Om de gevolgen van de vertraging zoveel mogelijk te beperken wordt gekeken of het aantal starts en landingen in het eerste jaar kan worden verhoogd. Deze zomer moet daar duidelijkheid over komen. Oorspronkelijk was het voornemen om op 1 april 2018 met 2000 vliegbewegingen te beginnen.

Extra onderhoudsvluchten

Op Lelystad Airport zijn ook vliegtuigonderhoudsbedrijven gevestigd. Dijksma bekijkt of de luchthaven toestemming kan krijgen om enkele extra onderhoudsvluchten (vliegtuigen die alleen voor onderhoud komen) per dag te ontvangen. Mogelijk worden de openingstijden van de luchthaven hiervoor uitgebreid. De extra onderhoudsvluchten kunnen voor extra werkgelegenheid zorgen.

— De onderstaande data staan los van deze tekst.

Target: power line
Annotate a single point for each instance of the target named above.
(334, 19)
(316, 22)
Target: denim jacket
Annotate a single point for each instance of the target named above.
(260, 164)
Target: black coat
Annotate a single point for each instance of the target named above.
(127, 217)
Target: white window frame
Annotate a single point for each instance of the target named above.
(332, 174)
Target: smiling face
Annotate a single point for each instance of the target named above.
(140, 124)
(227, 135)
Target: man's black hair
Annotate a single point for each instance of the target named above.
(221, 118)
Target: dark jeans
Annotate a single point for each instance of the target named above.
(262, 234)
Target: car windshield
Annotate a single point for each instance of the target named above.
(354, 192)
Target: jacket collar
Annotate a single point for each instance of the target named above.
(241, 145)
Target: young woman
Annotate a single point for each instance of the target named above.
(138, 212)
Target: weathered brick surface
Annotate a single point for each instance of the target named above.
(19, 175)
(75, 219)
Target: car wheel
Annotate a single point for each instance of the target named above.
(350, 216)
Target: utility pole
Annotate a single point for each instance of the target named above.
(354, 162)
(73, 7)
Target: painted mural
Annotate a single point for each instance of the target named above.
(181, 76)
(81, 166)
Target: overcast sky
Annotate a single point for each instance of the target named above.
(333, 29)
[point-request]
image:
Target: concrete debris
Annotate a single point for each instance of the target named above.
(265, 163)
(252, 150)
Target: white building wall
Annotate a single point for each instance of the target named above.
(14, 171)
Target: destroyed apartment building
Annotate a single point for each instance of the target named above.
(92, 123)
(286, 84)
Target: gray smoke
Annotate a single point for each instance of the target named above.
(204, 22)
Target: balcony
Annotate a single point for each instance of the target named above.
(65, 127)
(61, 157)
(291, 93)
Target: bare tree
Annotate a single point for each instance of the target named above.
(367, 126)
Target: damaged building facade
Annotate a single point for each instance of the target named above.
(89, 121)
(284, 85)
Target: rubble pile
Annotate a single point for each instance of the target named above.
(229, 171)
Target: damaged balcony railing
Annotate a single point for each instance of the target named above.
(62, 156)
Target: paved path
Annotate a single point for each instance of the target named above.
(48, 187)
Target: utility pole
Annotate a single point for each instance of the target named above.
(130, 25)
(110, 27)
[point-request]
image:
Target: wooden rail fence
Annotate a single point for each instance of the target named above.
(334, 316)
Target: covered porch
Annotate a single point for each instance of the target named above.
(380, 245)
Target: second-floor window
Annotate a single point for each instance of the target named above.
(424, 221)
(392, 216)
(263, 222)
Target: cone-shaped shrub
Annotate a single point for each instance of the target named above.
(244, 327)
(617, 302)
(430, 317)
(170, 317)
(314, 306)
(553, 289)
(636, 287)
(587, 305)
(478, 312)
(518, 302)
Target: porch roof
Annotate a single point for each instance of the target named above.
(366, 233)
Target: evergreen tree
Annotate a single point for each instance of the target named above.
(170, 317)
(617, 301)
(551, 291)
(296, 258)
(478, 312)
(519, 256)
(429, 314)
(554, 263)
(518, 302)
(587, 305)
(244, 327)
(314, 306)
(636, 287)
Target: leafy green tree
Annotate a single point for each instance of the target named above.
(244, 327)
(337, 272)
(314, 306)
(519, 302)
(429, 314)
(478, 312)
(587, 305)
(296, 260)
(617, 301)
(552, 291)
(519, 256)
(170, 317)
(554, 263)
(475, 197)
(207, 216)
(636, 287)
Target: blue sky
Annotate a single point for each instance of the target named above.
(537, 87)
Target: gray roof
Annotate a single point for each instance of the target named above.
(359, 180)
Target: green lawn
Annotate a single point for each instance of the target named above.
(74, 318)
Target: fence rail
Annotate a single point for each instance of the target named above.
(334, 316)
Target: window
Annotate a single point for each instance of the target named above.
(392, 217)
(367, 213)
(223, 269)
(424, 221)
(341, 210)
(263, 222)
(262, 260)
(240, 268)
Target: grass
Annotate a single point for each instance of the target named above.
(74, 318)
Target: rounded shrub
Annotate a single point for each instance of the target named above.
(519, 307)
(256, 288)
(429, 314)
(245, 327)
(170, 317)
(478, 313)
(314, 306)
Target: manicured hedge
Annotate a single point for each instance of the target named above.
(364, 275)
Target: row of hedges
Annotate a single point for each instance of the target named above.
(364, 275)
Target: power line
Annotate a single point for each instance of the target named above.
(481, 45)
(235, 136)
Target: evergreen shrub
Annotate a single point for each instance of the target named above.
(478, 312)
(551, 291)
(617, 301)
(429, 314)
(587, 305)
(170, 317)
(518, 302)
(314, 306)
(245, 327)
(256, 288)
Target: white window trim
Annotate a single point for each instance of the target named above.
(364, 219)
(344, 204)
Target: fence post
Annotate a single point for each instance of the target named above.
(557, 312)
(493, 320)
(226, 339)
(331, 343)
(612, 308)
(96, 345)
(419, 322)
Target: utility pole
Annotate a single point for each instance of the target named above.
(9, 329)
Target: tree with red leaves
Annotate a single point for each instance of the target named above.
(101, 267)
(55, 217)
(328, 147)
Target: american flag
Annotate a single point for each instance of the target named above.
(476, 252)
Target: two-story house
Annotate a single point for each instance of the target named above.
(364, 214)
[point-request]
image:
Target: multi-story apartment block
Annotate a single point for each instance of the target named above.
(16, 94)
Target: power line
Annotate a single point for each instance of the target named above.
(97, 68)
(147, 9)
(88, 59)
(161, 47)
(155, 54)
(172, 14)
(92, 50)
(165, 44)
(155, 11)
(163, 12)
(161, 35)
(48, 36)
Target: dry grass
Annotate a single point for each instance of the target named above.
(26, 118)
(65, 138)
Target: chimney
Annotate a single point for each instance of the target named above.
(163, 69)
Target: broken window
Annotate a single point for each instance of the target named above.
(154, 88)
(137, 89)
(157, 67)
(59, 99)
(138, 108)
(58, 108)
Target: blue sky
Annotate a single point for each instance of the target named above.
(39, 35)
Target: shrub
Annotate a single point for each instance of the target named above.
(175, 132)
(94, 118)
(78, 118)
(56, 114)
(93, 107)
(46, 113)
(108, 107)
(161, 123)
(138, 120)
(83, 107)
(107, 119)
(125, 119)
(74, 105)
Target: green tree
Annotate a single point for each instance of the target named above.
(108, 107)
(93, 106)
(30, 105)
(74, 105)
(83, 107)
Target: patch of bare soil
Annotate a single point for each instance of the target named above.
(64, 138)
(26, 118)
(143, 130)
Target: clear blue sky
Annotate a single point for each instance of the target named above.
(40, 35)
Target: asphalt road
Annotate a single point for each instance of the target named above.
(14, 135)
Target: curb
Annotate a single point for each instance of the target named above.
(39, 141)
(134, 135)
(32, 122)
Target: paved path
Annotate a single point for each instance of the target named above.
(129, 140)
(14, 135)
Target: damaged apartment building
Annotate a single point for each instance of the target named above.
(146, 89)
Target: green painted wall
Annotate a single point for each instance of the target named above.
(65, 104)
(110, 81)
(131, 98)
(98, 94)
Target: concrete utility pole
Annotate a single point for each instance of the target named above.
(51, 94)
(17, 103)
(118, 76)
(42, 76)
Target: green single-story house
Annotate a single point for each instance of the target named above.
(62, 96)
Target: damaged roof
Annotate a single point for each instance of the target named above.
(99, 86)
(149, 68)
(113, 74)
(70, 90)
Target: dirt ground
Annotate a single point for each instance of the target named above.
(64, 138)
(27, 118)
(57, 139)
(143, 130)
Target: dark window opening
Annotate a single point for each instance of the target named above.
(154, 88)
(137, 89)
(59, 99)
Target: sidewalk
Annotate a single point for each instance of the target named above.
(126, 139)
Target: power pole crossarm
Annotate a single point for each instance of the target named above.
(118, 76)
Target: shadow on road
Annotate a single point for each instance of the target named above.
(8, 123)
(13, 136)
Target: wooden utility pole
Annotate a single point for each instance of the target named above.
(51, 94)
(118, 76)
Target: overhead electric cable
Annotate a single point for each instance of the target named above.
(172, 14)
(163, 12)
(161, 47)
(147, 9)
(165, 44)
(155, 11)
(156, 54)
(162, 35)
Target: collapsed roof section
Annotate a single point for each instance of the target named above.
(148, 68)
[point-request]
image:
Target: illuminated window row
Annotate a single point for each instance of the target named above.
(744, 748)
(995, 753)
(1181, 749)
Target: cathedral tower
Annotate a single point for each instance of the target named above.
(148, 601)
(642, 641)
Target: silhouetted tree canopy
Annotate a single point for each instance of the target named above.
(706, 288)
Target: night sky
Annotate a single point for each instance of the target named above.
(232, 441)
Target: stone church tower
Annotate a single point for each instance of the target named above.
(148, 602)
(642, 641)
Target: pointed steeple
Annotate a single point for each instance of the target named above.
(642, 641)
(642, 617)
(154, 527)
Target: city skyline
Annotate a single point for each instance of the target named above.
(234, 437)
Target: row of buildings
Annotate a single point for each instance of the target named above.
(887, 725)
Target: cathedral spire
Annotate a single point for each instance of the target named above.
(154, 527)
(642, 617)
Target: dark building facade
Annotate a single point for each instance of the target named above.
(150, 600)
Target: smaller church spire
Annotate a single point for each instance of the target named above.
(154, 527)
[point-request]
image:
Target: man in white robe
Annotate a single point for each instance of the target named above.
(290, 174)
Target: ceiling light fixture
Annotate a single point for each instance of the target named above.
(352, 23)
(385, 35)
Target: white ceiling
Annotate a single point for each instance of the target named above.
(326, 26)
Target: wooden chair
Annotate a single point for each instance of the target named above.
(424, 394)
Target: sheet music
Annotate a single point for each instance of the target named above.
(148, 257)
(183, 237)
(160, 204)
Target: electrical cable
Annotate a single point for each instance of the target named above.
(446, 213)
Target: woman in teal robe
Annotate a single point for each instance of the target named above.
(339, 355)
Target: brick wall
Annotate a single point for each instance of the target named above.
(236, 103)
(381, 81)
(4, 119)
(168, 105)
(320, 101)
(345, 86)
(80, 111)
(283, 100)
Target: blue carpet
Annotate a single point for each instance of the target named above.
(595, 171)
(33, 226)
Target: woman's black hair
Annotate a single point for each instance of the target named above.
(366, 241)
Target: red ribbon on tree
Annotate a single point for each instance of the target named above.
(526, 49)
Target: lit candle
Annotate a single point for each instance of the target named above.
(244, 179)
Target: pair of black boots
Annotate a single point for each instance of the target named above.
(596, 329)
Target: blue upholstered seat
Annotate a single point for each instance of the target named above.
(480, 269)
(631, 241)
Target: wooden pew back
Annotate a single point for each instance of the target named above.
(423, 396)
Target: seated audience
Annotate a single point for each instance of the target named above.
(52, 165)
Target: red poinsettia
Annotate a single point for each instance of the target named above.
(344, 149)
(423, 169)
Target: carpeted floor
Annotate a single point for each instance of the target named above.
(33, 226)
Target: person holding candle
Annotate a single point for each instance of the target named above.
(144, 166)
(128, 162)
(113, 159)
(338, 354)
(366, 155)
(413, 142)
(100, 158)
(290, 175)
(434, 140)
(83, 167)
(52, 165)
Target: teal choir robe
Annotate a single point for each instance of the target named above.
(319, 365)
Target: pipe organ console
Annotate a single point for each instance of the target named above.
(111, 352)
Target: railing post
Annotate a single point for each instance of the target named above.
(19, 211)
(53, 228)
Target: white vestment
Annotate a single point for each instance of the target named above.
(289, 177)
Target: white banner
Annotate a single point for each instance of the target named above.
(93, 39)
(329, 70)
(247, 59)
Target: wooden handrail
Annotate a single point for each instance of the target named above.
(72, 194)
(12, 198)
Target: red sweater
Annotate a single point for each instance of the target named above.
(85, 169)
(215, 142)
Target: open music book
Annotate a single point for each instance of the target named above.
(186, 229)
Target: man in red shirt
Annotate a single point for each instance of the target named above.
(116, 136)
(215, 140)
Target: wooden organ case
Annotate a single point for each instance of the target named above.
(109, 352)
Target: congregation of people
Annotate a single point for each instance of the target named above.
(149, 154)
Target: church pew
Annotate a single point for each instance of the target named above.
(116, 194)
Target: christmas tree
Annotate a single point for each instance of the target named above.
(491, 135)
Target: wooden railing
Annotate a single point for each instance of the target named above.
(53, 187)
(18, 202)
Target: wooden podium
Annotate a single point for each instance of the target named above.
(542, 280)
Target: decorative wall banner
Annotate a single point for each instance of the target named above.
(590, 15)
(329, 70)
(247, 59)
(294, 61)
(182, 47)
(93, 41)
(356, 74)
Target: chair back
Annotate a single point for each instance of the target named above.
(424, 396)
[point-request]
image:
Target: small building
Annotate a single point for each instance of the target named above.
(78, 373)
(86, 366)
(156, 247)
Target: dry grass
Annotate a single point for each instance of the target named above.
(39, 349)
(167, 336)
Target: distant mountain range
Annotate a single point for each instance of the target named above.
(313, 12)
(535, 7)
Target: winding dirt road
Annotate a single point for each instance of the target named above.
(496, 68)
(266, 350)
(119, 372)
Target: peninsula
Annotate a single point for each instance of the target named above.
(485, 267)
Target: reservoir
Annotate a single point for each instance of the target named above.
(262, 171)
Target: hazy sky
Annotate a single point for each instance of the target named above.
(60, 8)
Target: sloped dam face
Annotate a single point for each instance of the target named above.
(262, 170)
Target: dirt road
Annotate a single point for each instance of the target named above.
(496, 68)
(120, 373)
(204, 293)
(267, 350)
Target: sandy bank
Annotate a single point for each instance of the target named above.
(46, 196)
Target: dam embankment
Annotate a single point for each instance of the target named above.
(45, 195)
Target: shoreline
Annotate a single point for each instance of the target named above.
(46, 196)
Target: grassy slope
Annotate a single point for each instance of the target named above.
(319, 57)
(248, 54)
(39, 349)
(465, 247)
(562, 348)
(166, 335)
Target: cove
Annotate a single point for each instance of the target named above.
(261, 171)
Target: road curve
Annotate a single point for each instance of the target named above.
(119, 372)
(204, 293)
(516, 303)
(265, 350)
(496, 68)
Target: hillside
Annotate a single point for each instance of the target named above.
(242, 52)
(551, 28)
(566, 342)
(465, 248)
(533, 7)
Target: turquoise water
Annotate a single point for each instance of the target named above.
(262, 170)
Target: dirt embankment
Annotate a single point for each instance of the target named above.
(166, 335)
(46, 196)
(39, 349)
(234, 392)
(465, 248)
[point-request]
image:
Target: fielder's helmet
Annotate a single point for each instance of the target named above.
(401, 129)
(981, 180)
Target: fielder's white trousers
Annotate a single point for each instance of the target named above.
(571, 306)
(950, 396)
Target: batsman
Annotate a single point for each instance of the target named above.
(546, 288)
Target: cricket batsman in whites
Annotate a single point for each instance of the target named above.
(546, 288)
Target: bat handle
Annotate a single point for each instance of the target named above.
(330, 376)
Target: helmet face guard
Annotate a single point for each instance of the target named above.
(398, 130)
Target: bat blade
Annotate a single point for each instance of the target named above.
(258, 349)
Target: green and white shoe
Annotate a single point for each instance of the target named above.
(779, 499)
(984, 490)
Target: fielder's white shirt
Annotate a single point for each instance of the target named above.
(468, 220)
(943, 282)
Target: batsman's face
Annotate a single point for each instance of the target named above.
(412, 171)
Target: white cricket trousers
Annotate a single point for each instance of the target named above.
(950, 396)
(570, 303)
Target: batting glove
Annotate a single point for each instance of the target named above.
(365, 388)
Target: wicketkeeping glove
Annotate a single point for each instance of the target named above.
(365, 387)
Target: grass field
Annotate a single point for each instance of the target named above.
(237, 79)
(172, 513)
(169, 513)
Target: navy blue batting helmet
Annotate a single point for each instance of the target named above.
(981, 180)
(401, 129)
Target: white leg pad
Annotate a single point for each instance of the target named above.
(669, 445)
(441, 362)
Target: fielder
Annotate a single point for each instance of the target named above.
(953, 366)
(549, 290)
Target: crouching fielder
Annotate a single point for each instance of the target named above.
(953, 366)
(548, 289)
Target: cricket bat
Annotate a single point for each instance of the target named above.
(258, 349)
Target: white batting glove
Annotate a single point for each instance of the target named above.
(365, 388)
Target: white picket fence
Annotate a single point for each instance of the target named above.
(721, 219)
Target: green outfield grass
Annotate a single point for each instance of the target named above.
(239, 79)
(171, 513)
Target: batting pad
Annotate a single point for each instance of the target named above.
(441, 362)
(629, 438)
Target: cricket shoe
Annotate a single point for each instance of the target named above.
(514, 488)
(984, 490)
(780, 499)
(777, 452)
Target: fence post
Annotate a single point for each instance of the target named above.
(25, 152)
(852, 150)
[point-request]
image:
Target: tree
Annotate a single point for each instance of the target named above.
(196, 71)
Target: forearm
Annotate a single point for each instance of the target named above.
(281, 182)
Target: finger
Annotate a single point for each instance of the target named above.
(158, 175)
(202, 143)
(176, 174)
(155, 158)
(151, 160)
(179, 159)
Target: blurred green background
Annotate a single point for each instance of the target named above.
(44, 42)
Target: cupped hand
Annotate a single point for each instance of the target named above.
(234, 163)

Korte en middellange vakantievluchten

De luchthaven moet korte en middellange vakantievluchten van Schiphol gaan overnemen. De nationale luchthaven gaat zich richten op intercontinentale vluchten en overstappers. Uiteindelijk moeten dat maximaal 45.000 vliegbewegingen en 6,7 miljoen passagiers worden in 2043. De Schiphol Group is eigenaar van Lelystad Airport.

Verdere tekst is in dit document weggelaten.